L'ambiance détendue et les climats contrastés des différentes plages suscitent non seulement l'intérêt mais le maintiennent tout au long des 51 minutes que dure l'album. En le réécoutant aujourd'hui, on peut écrire que cet enregistrement, impeccable au niveau de sa captation, n'a pas pris une ride. Le choix des musiciens en fonction des morceaux est judicieux : la contrebasse acoustique de Riccardo Del Fra enchante un How Deep Is the Ocean sublimé par une improvisation d'harmonica qui fait éclore, comme d'habitude chez Toots, une intense émotion. Ailleurs, porté par la basse volubile de Michel Hatzigeorgiou, No Maybe a un petit côté fusion douce avec son piano électrique. La version moderne de Naima qui est proposée est nettement plus enlevée que l'original de Coltrane (sur Giant Steps) mais les phrases inattendues de l'harmonica sur une pulsation d'un incroyable dynamisme le rendent tout aussi poétique.

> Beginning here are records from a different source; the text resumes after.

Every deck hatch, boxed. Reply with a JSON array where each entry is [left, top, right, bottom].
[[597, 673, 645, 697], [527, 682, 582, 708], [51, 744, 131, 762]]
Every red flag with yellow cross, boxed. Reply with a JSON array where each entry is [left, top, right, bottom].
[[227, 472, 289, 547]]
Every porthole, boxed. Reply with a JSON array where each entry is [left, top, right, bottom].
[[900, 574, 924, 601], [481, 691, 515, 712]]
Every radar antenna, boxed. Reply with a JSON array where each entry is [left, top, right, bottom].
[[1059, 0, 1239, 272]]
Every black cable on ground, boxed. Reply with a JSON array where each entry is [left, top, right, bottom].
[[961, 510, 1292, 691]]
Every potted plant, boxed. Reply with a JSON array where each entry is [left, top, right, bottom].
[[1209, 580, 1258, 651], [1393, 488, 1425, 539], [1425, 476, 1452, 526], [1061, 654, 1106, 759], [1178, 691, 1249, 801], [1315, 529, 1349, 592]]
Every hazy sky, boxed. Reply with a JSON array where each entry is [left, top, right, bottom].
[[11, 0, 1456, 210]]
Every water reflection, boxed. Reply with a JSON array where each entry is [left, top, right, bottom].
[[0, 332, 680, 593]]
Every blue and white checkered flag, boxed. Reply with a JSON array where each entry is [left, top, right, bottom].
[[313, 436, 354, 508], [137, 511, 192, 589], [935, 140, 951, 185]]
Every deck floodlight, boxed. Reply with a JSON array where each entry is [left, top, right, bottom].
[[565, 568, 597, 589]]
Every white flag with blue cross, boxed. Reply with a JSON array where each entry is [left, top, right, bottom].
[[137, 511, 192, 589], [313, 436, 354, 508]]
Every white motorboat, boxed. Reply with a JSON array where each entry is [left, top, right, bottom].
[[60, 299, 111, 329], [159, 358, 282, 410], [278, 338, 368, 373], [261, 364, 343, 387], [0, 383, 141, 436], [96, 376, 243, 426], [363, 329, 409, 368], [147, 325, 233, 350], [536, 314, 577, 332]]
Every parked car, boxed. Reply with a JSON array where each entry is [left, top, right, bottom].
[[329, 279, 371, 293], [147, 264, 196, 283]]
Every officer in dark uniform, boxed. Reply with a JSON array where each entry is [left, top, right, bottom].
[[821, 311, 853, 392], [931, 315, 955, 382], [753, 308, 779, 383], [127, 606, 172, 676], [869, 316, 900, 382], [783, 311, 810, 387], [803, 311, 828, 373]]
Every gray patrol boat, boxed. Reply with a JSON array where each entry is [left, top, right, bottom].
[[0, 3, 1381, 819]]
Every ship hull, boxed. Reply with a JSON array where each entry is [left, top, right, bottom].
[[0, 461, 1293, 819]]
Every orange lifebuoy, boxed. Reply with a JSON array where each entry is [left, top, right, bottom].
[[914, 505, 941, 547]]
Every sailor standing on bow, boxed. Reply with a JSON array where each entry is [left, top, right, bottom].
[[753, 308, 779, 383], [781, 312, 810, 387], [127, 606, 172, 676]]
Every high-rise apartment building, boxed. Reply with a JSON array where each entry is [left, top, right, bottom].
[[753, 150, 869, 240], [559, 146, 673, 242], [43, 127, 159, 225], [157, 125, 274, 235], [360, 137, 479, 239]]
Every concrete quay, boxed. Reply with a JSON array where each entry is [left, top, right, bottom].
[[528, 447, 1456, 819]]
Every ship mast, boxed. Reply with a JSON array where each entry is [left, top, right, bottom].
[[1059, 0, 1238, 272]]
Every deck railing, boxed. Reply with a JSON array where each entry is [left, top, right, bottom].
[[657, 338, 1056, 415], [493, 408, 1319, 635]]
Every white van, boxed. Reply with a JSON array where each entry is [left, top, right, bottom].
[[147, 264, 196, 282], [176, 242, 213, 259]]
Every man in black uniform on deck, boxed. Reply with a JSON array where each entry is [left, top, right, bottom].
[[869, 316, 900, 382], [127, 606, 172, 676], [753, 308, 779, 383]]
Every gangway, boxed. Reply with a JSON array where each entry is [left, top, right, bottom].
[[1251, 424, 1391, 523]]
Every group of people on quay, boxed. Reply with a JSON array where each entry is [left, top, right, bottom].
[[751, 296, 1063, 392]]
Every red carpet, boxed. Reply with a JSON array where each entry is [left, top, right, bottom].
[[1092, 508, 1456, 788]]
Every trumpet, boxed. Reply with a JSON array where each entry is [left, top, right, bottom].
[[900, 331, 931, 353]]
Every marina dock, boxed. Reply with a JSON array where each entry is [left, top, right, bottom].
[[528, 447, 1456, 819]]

Peuplé de cris, de percussions diverses et avec l'aide de deux vocalistes, Three Continents se pare de couleurs africaines et latines mais vaut également par le splendide solo du trompettiste Johannes Faber. Quant à Instant, on le savourera pour ce qu'il est : une extraordinaire confrontation entre le batteur et le pianiste Jasper Van't Hof dont la tension conduit invariablement à l'excitation.
Maturité, cohérence, ouverture et séduction immédiate plus une sacrée collection de talents font de ce disque un vrai classique susceptible, quelques 25 années plus tard, d'encore provoquer une explosion de sensations.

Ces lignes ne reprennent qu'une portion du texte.